You can try this approach, it might be more efficient and also allows to specify the minimum intersection-count and the comparer used:

public static IEnumerable<T> UnionOfIntersects<T>(this IEnumerable<IEnumerable<T>> source 
    , int minIntersectionCount
    , IEqualityComparer<T> comparer = null)
{
    if (comparer == null) comparer = EqualityComparer<T>.Default;
    foreach (T item in source.SelectMany(s => s).Distinct(comparer))
    {
        int containedInHowManySequences = 0;
        foreach (IEnumerable<T> seq in source)
        {
            bool contained = seq.Contains(item, comparer);
            if (contained) containedInHowManySequences++;
            if (containedInHowManySequences == minIntersectionCount)
            {
                yield return item;
                break;
            }
        }
    }
}

Some explaining words:

• It enumerates all unique items in all sequences.
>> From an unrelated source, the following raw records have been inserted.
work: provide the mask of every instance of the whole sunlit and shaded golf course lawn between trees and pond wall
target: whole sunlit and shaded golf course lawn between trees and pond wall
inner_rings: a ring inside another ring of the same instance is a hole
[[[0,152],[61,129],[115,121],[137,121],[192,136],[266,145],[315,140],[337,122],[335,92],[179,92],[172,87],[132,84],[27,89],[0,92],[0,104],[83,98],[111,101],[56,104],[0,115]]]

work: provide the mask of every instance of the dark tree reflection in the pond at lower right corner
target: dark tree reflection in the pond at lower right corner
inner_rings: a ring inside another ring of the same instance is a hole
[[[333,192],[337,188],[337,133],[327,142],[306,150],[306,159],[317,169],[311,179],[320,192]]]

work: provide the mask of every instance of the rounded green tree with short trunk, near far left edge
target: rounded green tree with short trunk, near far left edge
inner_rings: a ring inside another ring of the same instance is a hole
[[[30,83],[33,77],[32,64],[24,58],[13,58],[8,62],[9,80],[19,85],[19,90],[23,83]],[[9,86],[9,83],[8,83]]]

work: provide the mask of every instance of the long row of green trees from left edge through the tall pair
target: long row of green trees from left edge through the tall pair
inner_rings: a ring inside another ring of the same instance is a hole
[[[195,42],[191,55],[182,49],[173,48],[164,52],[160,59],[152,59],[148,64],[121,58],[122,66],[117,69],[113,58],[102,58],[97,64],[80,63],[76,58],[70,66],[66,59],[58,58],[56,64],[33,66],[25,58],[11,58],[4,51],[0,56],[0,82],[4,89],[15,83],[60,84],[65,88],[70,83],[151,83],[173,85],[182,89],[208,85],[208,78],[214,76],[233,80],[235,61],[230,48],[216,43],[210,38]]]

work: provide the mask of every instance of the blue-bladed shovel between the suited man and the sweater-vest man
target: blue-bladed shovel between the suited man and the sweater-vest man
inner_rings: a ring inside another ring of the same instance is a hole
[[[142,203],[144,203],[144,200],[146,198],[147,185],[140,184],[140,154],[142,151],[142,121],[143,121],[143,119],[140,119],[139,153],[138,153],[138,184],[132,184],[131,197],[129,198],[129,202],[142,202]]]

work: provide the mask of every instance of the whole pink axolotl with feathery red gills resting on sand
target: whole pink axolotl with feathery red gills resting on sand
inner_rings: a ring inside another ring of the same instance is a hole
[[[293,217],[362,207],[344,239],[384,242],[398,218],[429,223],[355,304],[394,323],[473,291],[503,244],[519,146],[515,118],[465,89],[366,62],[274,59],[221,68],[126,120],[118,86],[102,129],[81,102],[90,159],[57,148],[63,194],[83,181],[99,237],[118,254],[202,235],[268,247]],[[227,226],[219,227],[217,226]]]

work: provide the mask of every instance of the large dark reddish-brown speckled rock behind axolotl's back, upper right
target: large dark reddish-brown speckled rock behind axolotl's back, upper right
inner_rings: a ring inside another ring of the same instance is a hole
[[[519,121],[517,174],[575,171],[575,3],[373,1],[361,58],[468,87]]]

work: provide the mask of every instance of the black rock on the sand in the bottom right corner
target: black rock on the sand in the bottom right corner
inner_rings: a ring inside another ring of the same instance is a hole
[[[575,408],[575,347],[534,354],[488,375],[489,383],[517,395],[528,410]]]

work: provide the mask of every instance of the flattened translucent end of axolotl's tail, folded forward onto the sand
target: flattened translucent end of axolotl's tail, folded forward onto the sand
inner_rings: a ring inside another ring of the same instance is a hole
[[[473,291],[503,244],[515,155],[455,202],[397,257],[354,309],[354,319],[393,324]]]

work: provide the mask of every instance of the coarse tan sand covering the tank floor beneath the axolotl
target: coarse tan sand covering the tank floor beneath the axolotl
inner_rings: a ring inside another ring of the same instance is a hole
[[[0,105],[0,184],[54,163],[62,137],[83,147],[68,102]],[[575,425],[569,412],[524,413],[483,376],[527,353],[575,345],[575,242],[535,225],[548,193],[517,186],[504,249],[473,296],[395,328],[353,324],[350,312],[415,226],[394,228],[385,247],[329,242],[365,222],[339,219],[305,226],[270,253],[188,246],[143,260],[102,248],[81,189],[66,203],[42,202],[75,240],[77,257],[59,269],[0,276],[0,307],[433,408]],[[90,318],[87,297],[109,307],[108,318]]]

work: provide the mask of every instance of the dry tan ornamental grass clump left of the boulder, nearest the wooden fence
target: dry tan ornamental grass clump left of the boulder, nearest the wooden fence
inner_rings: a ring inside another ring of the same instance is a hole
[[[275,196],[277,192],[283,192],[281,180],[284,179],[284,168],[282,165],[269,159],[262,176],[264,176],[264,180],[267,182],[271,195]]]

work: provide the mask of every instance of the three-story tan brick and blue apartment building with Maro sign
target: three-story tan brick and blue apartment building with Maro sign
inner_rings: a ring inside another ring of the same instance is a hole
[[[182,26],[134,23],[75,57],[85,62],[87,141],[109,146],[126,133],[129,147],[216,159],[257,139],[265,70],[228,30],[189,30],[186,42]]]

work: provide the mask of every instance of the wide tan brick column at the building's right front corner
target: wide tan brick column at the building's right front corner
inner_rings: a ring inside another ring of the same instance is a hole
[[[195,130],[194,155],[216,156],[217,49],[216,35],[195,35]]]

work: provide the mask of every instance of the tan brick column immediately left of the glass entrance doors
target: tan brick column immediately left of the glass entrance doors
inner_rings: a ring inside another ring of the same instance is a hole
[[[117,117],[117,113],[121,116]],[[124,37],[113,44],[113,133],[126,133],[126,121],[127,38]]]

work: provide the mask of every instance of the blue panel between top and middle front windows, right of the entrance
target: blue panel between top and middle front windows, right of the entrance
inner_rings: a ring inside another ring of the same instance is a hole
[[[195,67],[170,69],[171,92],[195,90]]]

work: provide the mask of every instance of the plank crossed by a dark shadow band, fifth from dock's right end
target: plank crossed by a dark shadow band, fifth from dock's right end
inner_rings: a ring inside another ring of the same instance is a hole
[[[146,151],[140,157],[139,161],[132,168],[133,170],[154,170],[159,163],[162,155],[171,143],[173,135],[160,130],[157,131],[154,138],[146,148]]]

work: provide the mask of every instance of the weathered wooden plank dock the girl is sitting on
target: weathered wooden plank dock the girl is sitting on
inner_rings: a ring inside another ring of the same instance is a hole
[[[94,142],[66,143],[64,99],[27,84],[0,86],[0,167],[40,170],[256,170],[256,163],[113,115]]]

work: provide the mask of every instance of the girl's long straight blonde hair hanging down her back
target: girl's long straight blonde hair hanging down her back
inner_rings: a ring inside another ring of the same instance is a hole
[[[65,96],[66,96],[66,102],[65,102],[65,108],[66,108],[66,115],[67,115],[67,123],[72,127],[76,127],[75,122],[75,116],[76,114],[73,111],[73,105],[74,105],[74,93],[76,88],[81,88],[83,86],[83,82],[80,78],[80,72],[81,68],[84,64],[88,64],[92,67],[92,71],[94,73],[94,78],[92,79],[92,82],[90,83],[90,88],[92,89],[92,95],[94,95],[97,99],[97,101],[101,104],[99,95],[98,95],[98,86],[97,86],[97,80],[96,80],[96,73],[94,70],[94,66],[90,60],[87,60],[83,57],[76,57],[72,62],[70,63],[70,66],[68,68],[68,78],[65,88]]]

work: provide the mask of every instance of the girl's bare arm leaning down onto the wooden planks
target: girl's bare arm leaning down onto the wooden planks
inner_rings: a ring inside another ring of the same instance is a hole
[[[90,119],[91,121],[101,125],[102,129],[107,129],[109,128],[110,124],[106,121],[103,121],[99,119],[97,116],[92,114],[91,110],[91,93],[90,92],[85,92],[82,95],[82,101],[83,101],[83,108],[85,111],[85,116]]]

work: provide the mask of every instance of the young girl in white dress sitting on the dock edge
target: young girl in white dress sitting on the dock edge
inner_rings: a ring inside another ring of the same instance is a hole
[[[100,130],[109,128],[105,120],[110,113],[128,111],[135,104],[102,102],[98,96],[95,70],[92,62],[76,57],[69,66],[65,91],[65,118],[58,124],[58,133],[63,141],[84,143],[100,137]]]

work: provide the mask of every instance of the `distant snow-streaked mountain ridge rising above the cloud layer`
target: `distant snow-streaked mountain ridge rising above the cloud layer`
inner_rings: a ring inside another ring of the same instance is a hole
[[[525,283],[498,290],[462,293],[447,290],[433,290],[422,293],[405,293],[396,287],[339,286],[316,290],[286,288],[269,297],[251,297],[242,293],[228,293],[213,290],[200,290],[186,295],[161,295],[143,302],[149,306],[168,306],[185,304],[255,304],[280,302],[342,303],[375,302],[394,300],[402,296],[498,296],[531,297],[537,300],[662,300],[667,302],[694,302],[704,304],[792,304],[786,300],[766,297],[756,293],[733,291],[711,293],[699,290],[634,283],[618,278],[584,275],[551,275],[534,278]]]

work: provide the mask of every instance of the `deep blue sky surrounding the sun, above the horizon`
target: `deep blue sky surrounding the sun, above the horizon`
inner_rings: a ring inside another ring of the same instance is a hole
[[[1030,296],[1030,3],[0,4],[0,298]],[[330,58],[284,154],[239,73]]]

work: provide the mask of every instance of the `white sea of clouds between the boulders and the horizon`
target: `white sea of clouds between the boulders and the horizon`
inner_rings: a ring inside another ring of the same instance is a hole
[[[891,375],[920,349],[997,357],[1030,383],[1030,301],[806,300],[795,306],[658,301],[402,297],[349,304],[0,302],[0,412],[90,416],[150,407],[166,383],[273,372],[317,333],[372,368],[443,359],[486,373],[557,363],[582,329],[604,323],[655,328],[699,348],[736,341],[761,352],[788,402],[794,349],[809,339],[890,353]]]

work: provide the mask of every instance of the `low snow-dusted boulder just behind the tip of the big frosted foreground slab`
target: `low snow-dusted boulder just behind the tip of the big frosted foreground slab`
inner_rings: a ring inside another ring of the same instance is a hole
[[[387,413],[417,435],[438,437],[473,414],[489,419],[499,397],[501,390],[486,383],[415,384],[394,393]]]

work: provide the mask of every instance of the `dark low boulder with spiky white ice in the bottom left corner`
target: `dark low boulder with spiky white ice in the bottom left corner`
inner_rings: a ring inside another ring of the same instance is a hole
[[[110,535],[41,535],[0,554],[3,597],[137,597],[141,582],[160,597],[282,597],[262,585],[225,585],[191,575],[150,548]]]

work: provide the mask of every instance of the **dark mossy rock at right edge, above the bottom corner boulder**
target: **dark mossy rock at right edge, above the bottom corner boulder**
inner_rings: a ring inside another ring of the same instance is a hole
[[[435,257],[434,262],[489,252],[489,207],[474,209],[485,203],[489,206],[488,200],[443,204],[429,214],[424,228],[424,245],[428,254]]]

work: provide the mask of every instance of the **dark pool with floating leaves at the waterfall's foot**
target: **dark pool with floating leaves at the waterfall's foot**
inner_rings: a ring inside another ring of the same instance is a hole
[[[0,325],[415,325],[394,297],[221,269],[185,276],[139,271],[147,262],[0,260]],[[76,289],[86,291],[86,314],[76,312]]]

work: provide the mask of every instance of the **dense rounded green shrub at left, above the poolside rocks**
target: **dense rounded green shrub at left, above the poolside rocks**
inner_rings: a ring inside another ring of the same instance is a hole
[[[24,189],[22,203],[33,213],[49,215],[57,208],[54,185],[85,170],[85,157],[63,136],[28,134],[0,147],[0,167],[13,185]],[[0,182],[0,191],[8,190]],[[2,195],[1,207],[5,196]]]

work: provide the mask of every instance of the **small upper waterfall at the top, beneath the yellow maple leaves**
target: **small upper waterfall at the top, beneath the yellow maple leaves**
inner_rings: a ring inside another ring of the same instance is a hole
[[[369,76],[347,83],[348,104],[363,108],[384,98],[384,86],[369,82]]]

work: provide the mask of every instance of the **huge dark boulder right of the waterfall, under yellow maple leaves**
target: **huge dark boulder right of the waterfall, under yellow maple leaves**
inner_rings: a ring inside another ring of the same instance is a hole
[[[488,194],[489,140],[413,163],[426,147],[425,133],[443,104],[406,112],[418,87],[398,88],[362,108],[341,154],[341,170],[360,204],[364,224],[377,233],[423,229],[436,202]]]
Since Distinct is using a set this should be pretty efficient. That can help to speed up in case of many duplicates in all sequences.
• The inner loop just looks into every sequence if the unique item is contained. Thefore it uses Enumerable.Contains which stops execution as soon as one item was found(so duplicates are no issue).
• If the intersection-count reaches the minum intersection count this item is yielded and the next (unique) item is checked.